Cette même gauche, léniniste et nostalgique autour d’Allende et de l’UP, semble aujourd’hui ignorer l’existence d’un concept né précisément pour expliquer l’impossibilité actuelle de mener à bien des projets révolutionnaires, du moins sous le même prisme qu’au siècle dernier. Et malgré son origine « européenne », la notion de programmatisme parvient à définir l’horizon de lutte qu’ont eu les révolutions du passé tout au long du XXe siècle, qui se caractérisaient par 1) le déroulement dans un espace spécifique : le mouvement ouvrier qui n’existe plus, 2) la direction par une avant-garde de révolutionnaires professionnels qui conduiraient le prolétariat au communisme, 3) la perspective politisée de la prise du pouvoir et 4) l’ouverture d’une période de transition.

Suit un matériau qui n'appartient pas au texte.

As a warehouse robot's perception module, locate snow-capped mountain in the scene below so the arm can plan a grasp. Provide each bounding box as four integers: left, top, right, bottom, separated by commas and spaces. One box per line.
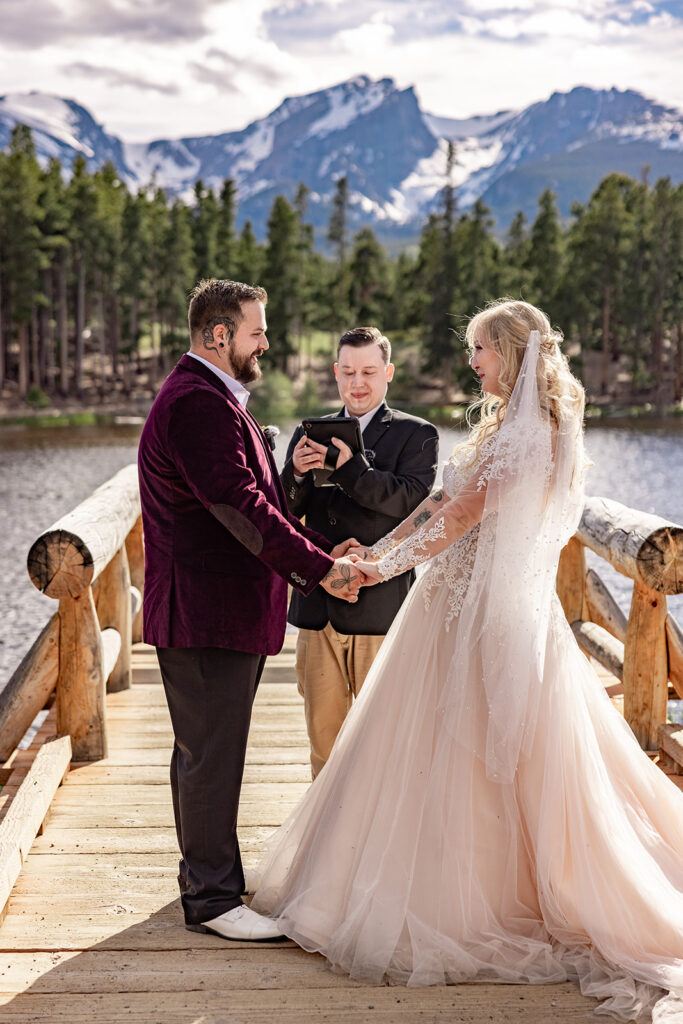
0, 76, 683, 238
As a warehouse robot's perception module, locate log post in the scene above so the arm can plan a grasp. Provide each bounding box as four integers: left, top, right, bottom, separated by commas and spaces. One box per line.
0, 612, 59, 762
666, 615, 683, 699
624, 580, 669, 751
95, 545, 132, 693
586, 569, 628, 643
56, 587, 108, 761
557, 537, 588, 625
126, 516, 144, 643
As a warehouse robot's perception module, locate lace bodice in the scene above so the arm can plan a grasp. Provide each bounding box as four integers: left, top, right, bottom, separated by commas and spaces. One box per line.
374, 436, 497, 629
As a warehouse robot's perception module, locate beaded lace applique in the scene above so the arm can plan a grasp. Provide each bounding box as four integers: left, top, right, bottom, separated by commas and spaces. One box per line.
373, 434, 499, 629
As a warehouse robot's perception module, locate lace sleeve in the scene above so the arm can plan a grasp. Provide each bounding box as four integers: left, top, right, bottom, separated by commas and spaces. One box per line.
377, 460, 490, 580
370, 487, 445, 558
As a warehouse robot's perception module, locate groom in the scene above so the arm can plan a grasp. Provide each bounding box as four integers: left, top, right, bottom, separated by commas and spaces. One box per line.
138, 280, 360, 939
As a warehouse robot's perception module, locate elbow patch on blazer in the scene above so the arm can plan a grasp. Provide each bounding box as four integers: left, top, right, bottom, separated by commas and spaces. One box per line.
209, 505, 263, 555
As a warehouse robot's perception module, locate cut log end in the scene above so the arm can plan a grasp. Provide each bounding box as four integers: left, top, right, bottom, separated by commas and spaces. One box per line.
27, 529, 94, 600
639, 525, 683, 594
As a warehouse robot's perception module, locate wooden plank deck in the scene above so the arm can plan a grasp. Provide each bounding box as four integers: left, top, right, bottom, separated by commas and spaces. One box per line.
0, 637, 671, 1024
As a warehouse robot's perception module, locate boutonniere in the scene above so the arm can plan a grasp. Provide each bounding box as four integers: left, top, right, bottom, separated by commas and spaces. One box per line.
262, 424, 280, 452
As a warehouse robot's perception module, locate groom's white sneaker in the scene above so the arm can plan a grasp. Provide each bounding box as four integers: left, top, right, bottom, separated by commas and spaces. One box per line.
185, 904, 284, 942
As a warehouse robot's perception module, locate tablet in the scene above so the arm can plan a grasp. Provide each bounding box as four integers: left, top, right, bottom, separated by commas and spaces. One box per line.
301, 416, 362, 487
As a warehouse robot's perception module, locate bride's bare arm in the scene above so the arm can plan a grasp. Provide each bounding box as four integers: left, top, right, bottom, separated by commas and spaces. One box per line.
368, 463, 487, 580
357, 487, 447, 561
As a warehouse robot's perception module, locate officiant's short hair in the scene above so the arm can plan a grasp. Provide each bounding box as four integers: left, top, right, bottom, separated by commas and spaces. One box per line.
337, 327, 391, 364
192, 278, 268, 338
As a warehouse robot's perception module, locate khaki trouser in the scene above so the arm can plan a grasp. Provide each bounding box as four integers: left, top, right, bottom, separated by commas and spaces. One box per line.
296, 623, 384, 778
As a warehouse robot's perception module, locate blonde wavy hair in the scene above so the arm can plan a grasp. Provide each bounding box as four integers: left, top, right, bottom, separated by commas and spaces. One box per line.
457, 299, 585, 462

Au niveau planétaire, les années 1970 ont marqué la fin et le début d’une période qui a façonné les luttes à venir, rendant obsolète le format programmatique de la révolution. Avec les différences et les particularités respectives à chaque coin du monde, cette période peut être comprise sous la notion de « subsomption réelle », c’est-à-dire le moment où le capital en tant que force destructrice, autonome, autophage et expansive domine toutes les sphères de la vie sociale. Dès lors, le prolétariat est confronté à de nouvelles impasses, à de nouveaux carrefours et à de nouveaux défis.

À l’époque de l’UP, la conscience n’aurait pas pu être assez claire sur le fait que l’État n’est pas quelque chose qui peut être utilisé selon le bon vouloir de celui qui gouverne. Reprocher à nos ancêtres les leçons que nous avons apprises aujourd’hui est un non-sens. À notre époque, il n’y a pas de disjonction ou d’opposition entre l’État et le capital, car l’État est l’État du capital. Ils sont intimement liés. La révolution de notre temps doit être tout autre chose que l’administration étatique du capital : un processus plutôt qu’une fin, une expérience plutôt qu’une démonstration, une force centrifuge plutôt qu’une force centripète.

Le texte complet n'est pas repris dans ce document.